From 1911 until last month, a manufacturer couldn’t enter into agreements with retailers to set minimum re-sale prices.  A 1911 Supreme Court ruling said such “vertical price restraints” were per se illegal under the Sherman Act.  That meant the manufacturer couldn’t argue that really it was a good idea and somehow good for consumers or the economy to impose such restraints.  It wasn’t allowed, period.

That all changed last month.

On June 28, the United States Supreme Court overruled that 1911 case, holding that vertical price restraints should be judged by “the rule of reason”.  (Leegin Creative Leather Products, Inc. v. PSKS, Ink., d/b/a Kay’s Kloset…Kay’s Shoes)  The Court based its decision in large part on the fact that “respected economic analysts” had concluded that vertical price restraints could have a pro-competitive effect.  That is, that prohibiting retailers from lowering prices beyond a certain point might be good for competition.

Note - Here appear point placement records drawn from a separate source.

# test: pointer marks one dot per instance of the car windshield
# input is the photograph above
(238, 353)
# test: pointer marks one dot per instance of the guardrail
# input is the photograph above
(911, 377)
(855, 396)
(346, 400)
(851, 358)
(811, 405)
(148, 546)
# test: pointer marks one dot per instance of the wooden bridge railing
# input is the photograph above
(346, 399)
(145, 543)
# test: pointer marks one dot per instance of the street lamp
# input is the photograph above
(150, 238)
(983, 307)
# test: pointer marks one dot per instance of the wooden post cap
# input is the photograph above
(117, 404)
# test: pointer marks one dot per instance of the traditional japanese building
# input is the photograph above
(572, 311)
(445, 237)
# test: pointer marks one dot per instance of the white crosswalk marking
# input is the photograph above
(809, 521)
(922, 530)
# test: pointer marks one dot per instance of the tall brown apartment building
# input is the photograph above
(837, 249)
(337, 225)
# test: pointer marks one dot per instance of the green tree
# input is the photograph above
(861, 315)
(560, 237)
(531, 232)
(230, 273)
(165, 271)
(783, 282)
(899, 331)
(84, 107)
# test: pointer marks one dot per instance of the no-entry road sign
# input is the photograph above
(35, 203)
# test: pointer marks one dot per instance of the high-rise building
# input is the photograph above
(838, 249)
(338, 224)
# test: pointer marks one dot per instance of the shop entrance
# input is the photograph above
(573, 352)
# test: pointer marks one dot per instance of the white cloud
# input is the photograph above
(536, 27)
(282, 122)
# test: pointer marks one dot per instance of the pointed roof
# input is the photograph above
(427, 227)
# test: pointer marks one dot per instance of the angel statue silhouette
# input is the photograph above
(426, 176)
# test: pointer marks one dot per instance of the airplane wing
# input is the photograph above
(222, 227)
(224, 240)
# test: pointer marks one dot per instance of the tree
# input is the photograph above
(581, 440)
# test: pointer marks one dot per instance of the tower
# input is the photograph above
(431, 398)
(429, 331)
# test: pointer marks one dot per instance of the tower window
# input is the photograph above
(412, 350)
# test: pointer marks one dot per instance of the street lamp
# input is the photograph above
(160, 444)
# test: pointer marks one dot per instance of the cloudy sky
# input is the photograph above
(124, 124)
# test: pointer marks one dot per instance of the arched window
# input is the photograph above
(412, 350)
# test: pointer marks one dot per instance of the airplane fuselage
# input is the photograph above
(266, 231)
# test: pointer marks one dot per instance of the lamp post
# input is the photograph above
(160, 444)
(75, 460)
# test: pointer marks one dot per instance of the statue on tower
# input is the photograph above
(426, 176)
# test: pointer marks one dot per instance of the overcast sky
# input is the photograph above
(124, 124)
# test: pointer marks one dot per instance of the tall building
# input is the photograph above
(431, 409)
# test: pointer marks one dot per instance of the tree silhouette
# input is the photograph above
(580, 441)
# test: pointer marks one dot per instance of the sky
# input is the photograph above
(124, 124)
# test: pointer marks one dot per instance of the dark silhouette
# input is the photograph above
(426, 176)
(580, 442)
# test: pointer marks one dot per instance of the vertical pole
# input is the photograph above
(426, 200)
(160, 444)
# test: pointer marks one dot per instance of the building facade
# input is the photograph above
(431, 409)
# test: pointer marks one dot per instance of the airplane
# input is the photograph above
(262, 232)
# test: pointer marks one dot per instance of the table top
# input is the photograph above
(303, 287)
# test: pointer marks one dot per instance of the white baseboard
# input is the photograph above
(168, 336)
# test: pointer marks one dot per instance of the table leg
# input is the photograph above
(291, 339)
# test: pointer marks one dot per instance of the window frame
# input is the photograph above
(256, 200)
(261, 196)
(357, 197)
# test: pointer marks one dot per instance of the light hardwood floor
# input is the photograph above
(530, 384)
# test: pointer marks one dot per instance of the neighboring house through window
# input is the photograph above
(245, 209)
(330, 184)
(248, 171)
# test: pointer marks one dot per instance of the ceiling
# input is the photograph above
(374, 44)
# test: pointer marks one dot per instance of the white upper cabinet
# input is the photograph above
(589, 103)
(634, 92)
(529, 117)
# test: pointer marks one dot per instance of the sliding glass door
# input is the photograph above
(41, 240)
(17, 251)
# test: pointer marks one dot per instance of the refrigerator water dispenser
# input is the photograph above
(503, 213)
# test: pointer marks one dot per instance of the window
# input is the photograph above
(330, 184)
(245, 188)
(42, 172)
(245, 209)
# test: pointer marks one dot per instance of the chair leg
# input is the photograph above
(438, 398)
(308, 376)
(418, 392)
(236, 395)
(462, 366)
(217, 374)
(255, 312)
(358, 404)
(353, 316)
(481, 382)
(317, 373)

Some of the justifications offered included the idea that vertical price restraints would increase inter-brand competition, and that being unable to compete based on price, retailers will be forced to invest in other tangible or intangible services or promotional efforts to corner their share of the market. 

In other words, since every retailer will be equally expensive and consumers won’t be able to hope to find a better price, retailers will have to offer them something else in order to capture their business.  The idea that most consumers would prefer lower prices to having tea served in the boutique seems to have escaped these noted legal scholars.

It seemed inevitable from the moment this ruling was published that consumers could expect to start paying more.  The Consumer Law & Policy Blog warned, in particular, that the ruling would have negative consequences for internet shoppers.  Consumers used to using the internet for quick price comparisons on identical items may now find the answers startlingly similar.  And, of course, the ease of online price comparisons will also make it very easy for manufacturers that insist on minimum-price agreements to monitor internet sales prices.

Although the full impact of the ruling remains to be seen, the Southern District of Florida alone has already seen two cases in which corporations have invoked the Leegin reasoning in defense of various restraints on re-sale of specific products.  All in the interests of promoting competition, of course.